L’accélération de l’opérationnalisation de la Zone de libre-échange continentale africaine (Zlecaf) était le thème du dernier sommet annuel de l’Union africaine (UA). L’institution continentale a notamment appelé les dirigeants du continent à « redoubler d’esprit de panafricanisme ». Un mot d’ordre qui pourrait renforcer la tendance à la « panafricanisation » du secteur privé africain dont le premier conclave sous l’égide du secrétariat de la Zlecaf se tiendra en avril.
Si l’appel au panafricanisme était surtout adressé aux gouvernements afin de créer le cadre propice au déploiement de la Zlecaf, il pourrait cependant renforcer l’idée d’une « panafricanisation » à petite et grande échelle des entreprises du continent, lesquelles constituent le cœur-battant de cette plateforme. D’autant que cette tendance à la logique panafricaine du business s’observe de plus en plus depuis quelques années. Le secteur financier notamment en a fait la démonstration. Outre les banques d’Afrique du Sud, du Nigeria ou du Maroc qui ont démontré une forte orientation continentales ces dernières années, un rapport de l’Association africaine des fonds d’investissements et de capital-risque (AVCA) montre qu’au premier semestre 2019, 51% de la valeur des transactions de capital-investissement en Afrique portaient l’étiquette panafricaine.
Si la nécessité de diversifier les risques d’investissement est évoquée comme l’un des principaux motifs, la Zlecaf n’est pas étrangère à cette tendance visiblement renforcée. En décembre 2021, le Comité panafricain du commerce et de l’investissement du secteur privé (Paftrac) un organe qui relève de la Banque africaine d’import-export (Afreximbank) boucle l’année en révélant que les patrons des entreprises commerciales dans 46 pays d’Afrique prévoient d’investir ou ont déjà commencé à le faire pour le développement continental de leurs activités, sur fond de la Zlecaf. Leur motif : « tirer parti des opportunités d’accès aux marchés qu’offre la zone de libre-échange ».
La Zlecaf -qui a son siège au Ghana est officiellement opérationnelle depuis le 1er janvier 2021. Mais à ce jour, peu de transactions se font en raison des nombreux freins dont la non-libre circulation des biens et des personnes, la question des barrières tarifaires, et bien plus encore. Ces obstacles font notamment que le commerce intra-africain ne représente toujours que 16% du commerce de l’Afrique. L’accord prévoit l’élimination des droits de douanes sur 90% des marchandises d’ici 2030, ce qui n’est pas gagné d’avance, puisque cela devrait encore faire l’objet de longues négociations.

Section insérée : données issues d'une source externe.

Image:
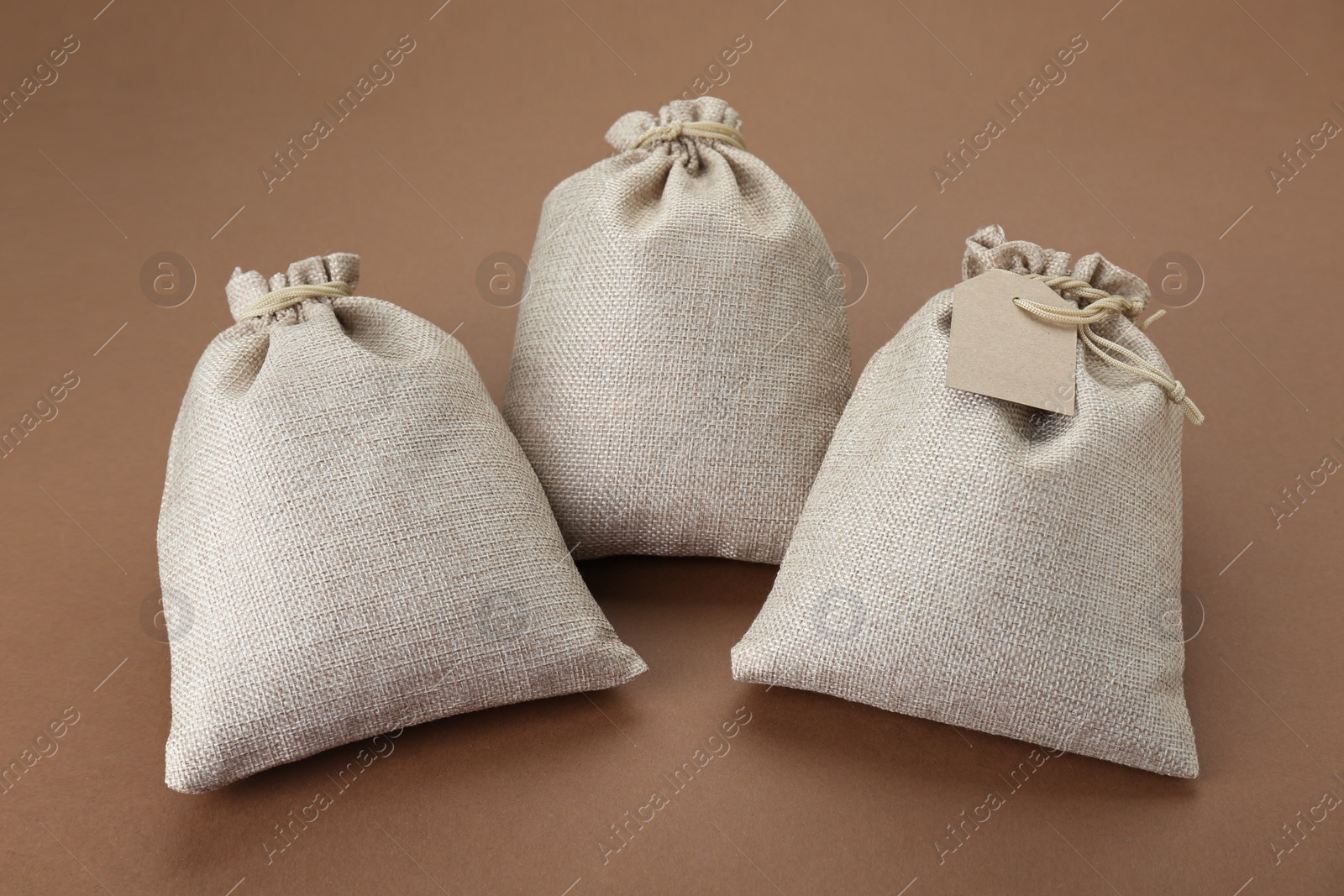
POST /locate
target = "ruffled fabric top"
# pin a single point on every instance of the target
(987, 249)
(631, 128)
(246, 288)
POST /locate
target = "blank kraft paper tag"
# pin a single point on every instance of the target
(1001, 351)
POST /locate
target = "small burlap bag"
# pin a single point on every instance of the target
(351, 540)
(682, 352)
(985, 564)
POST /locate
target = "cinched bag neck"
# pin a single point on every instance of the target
(705, 118)
(333, 275)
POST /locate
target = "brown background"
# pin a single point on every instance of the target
(1158, 141)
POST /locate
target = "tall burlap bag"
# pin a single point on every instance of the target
(985, 564)
(682, 352)
(351, 540)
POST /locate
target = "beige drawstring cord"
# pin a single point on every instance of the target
(289, 296)
(1102, 307)
(702, 129)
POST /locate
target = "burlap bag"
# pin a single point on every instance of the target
(682, 352)
(980, 563)
(351, 540)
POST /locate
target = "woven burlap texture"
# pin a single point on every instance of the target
(682, 352)
(985, 564)
(353, 542)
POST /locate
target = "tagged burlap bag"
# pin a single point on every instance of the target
(682, 352)
(985, 564)
(351, 540)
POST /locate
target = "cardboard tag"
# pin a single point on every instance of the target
(1001, 351)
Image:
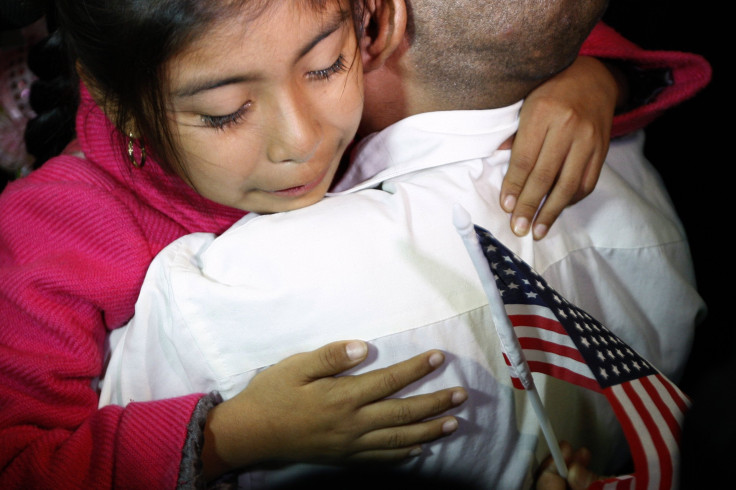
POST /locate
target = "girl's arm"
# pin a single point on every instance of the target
(566, 123)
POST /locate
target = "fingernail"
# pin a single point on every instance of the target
(458, 397)
(436, 359)
(356, 350)
(449, 426)
(509, 203)
(520, 226)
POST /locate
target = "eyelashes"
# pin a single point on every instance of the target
(338, 66)
(223, 122)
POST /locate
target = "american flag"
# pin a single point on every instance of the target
(561, 340)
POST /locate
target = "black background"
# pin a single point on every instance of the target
(692, 147)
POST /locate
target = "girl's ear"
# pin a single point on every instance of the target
(384, 26)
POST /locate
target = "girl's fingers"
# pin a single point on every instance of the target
(378, 384)
(403, 441)
(394, 412)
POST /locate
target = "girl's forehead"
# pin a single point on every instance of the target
(246, 20)
(254, 41)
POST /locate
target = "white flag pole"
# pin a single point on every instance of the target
(505, 330)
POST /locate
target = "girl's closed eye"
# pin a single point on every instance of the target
(324, 74)
(223, 122)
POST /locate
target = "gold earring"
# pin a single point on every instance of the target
(131, 151)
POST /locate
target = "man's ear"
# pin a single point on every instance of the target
(384, 27)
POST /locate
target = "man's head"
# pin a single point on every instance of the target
(476, 54)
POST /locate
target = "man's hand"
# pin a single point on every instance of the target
(557, 155)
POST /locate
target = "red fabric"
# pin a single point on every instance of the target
(76, 239)
(690, 73)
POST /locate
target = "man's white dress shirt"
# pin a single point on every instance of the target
(382, 262)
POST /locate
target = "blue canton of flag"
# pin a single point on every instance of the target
(561, 340)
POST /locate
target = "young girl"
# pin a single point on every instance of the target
(191, 114)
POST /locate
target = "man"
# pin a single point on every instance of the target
(382, 261)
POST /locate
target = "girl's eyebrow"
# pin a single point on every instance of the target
(198, 86)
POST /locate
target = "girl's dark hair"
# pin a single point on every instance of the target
(122, 47)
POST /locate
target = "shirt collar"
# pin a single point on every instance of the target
(428, 140)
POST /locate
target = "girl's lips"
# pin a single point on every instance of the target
(300, 190)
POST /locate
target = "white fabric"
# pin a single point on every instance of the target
(387, 266)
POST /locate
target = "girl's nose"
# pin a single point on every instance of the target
(296, 132)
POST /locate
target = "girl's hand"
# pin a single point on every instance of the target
(579, 477)
(558, 152)
(298, 410)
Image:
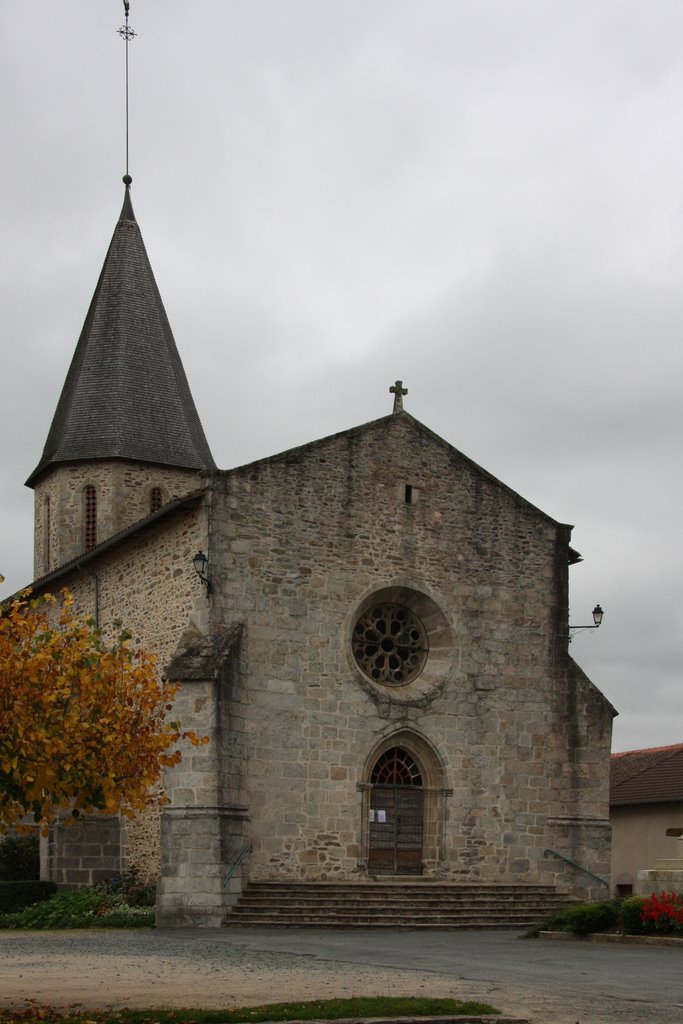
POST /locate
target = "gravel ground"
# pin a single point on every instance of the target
(92, 969)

Pour faire avancer l’agenda, l’UA a lancé en octobre 2022 le Guided Trade Initiative, un projet pilote créé pour faire circuler librement une centaine de produits issus de huit pays africains réunissant l’Ouest, l’Est, le Centre, le Sud et le Nord de l’Afrique. Il s’agit du Ghana, du Rwanda, du Kénya, de l’Égypte, du Cameroun, de Maurice, de la Tanzanie et de la Tunisie. Les entreprises de ces pays sont donc amenées à travailler dans le cadre de jumelage. Cela pourrait à terme donner lieu à des implantations, ce qui serait une autre manière de « panafricaniser » les entreprises.